Attitudes Toward Technology: From Awe to Ordinary?

Then and Now

 

I’ve been revising my Paris universal exposition essays recently, and reread this observation by Henry Adams, written about his visit to the 1900 universal exposition in Paris (he writes of himself in the third person):

To Adams the dynamo became a symbol of infinity. As he grew accustomed to the great gallery of machines, he began to feel the forty-foot dynamos as a moral force, much as early Christians felt the Cross. The planet itself seemed less impressive, in its old-fashioned, deliberate, annual or daily revolution, than this huge wheel, revolving within arm's-length at some vertiginous speed, and barely murmuring -- scarcely humming an audible warning to stand a hair's-breath further for respect of power -- while it would not wake the baby lying close against its frame. Before the end, one began to pray to it; inherited instinct taught the natural expression of man before silent and infinite force. Among the thousand symbols of ultimate energy, the dynamo was not so human as some, but it was the most expressive.

He goes on to assert that:

 “The nearest approach to the revolution of 1900 was that of 310, when Constantine set up the Cross,” and that the dynamos of the gallery of machines, like the Christian cross,  represents a “moral force.”

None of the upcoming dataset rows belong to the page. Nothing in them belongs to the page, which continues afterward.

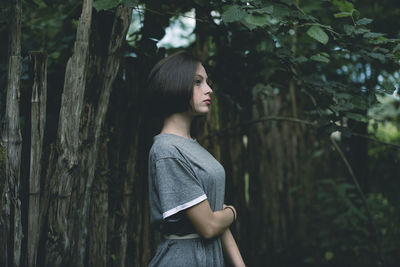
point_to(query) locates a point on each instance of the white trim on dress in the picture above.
(184, 206)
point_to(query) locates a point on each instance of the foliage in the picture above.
(340, 232)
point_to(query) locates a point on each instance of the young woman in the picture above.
(186, 183)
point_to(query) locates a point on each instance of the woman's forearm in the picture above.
(231, 249)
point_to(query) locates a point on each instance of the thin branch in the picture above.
(369, 214)
(289, 119)
(171, 13)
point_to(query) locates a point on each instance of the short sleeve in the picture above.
(177, 187)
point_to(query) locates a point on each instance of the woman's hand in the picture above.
(232, 208)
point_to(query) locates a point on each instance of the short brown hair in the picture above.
(170, 84)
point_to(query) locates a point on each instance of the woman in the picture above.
(186, 183)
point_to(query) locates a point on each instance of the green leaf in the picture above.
(378, 56)
(343, 14)
(258, 20)
(356, 117)
(233, 13)
(268, 10)
(130, 3)
(343, 5)
(318, 34)
(320, 58)
(373, 35)
(363, 21)
(105, 4)
(248, 25)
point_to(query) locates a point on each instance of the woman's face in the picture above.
(201, 100)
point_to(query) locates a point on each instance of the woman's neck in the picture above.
(178, 124)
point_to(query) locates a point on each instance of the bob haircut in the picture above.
(170, 85)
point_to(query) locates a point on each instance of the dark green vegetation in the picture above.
(287, 76)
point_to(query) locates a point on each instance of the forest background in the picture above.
(305, 121)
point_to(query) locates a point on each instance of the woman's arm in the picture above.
(209, 223)
(231, 249)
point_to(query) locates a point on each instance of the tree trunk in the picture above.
(38, 120)
(72, 165)
(11, 225)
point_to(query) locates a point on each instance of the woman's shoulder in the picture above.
(169, 146)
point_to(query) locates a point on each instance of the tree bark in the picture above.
(71, 173)
(38, 120)
(11, 225)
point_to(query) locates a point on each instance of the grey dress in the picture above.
(182, 174)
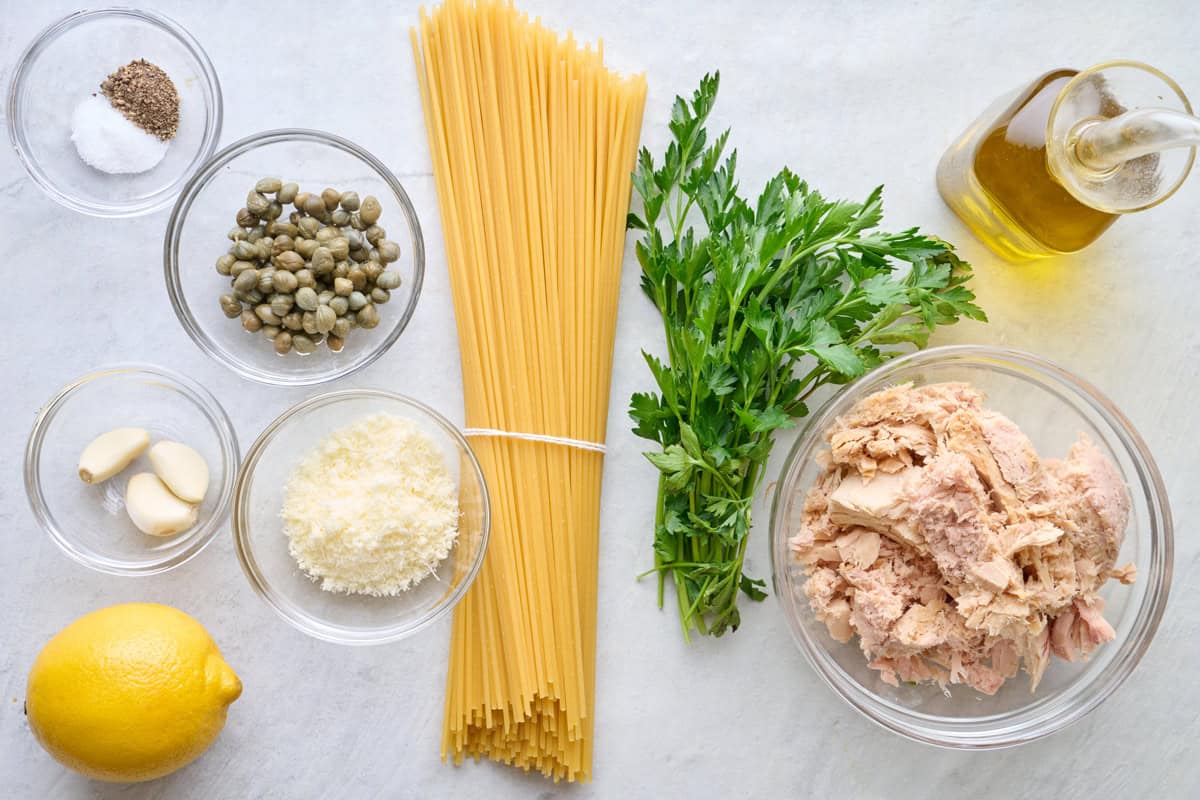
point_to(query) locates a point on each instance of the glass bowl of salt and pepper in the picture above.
(112, 110)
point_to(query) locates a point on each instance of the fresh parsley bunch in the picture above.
(771, 301)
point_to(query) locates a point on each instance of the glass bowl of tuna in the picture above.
(360, 516)
(112, 109)
(972, 546)
(130, 469)
(294, 258)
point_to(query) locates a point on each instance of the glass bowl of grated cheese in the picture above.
(360, 516)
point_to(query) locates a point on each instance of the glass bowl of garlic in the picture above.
(112, 470)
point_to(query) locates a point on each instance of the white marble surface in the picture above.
(850, 95)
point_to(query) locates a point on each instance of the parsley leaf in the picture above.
(766, 302)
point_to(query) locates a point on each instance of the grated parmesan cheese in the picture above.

Looking further via google into discussions Adams’s experience, I came across this view of how attitudes toward technology have changed in the passage of a century, from his time to ours:

"Henry Adams’s dynamo has been replaced by Everyman’s iPod, and awe has given way to complacence and dependence. Your computer’s e-mail program doesn’t inspire awe; it is more like a dishwasher than a dynamo. Nineteenth-century rhapsodies to the machines that tamed nature, such as the steam engine, have given way to impatience with the machines that don’t immediately indulge our whims." -- Christine Rosen, http://incharacter.org/features/awe-and-the-machine/

So I wonder:

Is Ms. Rosen correct, or are there still manifestations of technology that inspire the kind of awe that Adams felt? The best example I could come up with is the New Horizons voyage to Pluto. Some other candidates:

The access to knowledge and friends via the internet

Big Blue’s defeat of chess master Kasparov

 

What do you think: 

The thrill has "faded into the light of common day," or

The Saga Continues. or 

Something else?

 

To put alongside all points of view:

“A technology has truly arrived when the new problems it gives rise to approach in magnitude the problems it was designed to solve.” 

RESPONSES

“I’m awed (I guess, though I don’t use that word much :-)) by the nearly instant access to answers to most factual questions I come up with. And I was thrilled by the images from the Pluto trip. I don’t share Ms Rosen’s “impatience” reaction but am rather still amazed (awed?) by the power of connected personal computing in all its emerging forms.” — David Grady

"I tend to agree that we have become more blasé about recent technological innovations (though many have scientific and technological roots in the 19th century) for two reasons.  First, because we now expect them, they're now part of our ordinary life.  And, second, because of the rapidity with which new technological advances come on the scene.  Their very density reduces the wonder with which we receive them.  In the 19th century such things as steam engines, Jacquard looms, photography, sewing machines, telegraphs, telephones, autos, recorded sound, moving pictures and air flight were life changing, economy changing and even politically changing events which took some time for society to digest.  The last of such events would seem to be nuclear weapons.   Now we have monthly, if not weekly, new toys.  Even the marvelous photos of Pluto pale in importance because of earlier missions to Mars and the dazzling images produced by the Hubble.  In the very recent past we've put vehicles on Mars, landed vehicles on a comet, seen I Watches marketed, been shown replaced hands and faces, etc., etc.  One other observations.  There now exists a huge, world-wide community of techno-nerds who quickly absorb the utility of innovations and quickly introduce them into popular consciousness." — Marvin Nathan

"The grandchild of Adams’s dynamo did indeed defeat the best human chess player alive (and, perhaps, ever). At some point, in the course of devising and executing strategies for the game, the computer had to carry out decisions based on an ever-changing array of possibilities. Isn’t that process getting close to consciousness? Our conclusion rests on the similarity of what, for both Kasparov and Big Blue, deciding means.

"To use technology to generate independent consciousness — we’re not there yet; but even the cross of Constantine would not match that achievement. It would be an epochal event approaching the magnitude of the creation of Adam and Eve." — Bayard Coll

Update from Matt Ridley’s book How Innovation Works (2021):

“Transistors have shrunk to less than 100 atoms across, and there are billions on each chip. Since there are now trillions of chips in existence, that means there are billions of trillions of transistors on Planet Earth. They are probably now within an order of magnitude of equalling the number of grains of sand on the planet.”